Their whimpering, their broken-boned pleas.
‘You think this is how we do science, do you?’ I’d ask them, entirely rhetorically. ‘You think it is a kind of game, a kind of bluff? Well, the joke’s on you. I am recommending your paper be rejected.’
And then I would walk away, ignoring their noises, get back into the 4WD, drive off. At night their cries would still come in across the marsh, but I would not let myself be troubled. After all, they brought this on themselves.
But that sparrowhawk, I’ll admit, was beautiful.
I GO OUT to the walk-in traps and collect the overnight haul. There are almost always some birds in the snares, and almost always some starlings. It is how we ring them, bring them in for study, assess their overall genetic fitness. Generally they are none the worse for having been caught up in the nets overnight.
I collect ten adult specimens, let the others go, and take the ten back to the hut.
A firm in Germany has made the digital polarising masks for us. They are elegant little contraptions, similar in design to the hoods fitted around captive birds of prey. These are smaller, though, optimised to be worn by starlings, and to offer no significant resistance to normal flight. Each hood is actually a marvel of miniature electronic engineering. Bulging out from either side are two glassy hemispheres.

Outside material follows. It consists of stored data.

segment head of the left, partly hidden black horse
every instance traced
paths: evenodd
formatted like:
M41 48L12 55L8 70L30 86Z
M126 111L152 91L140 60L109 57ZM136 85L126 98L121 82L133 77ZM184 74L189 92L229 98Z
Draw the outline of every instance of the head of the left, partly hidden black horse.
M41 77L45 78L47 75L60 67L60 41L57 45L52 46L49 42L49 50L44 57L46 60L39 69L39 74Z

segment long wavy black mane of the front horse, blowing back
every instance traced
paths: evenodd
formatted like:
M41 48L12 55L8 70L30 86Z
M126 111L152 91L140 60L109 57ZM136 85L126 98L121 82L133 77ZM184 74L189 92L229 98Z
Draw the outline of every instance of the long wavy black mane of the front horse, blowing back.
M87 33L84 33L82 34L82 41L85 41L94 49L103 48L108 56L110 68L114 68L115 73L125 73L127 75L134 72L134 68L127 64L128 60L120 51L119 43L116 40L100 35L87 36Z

In its neutral mode, the bird has an unrestricted view of its surroundings. Each hemisphere, though, is divided into digitally-controlled facets. These can be selectively darkened via wireless computer signals, effectively blocking out an area of the starling’s vision.
The consequence of this – the point of the masks – is that we can control the birds’ collision-avoidance response remotely. By making a given bird think it is about to be struck by another bird, we can cause it to fly in any direction we choose.
Again, it is asking too much of human reflexes to control a bird at such a level. But the computers can do it elegantly and repeatably. Each of our ten hooded starlings then becomes a remote-controlled agent, under our direct operation. Like the robot sparrowhawk, we can steer our agents into the murmuration. The distinction is that the hooded starlings do not trigger a threat response from their seven neighbours; they are absorbed into the whole, accepted and assimilated.
But they can influence the other birds. And by careful control of our hooded agents, we can initiate global changes in the entire murmuration. We can instigate domains, break them up, make them coalesce. Anything that happens under the influence of natural factors, we can now bring about at our will.
By we, of course, I mean I.
Old habits die hard. Science is always done in the ‘we’, even when the work is borne on a single pair of shoulders. But frankly, I am starting to doubt the commitment of my fellow researchers. There is always a division of labour in any collaborative enterprise, and sometimes that division can seem unfair. If the brunt of the work is my responsibility, though, I fail to see why I should not receive the lion’s share of the credit.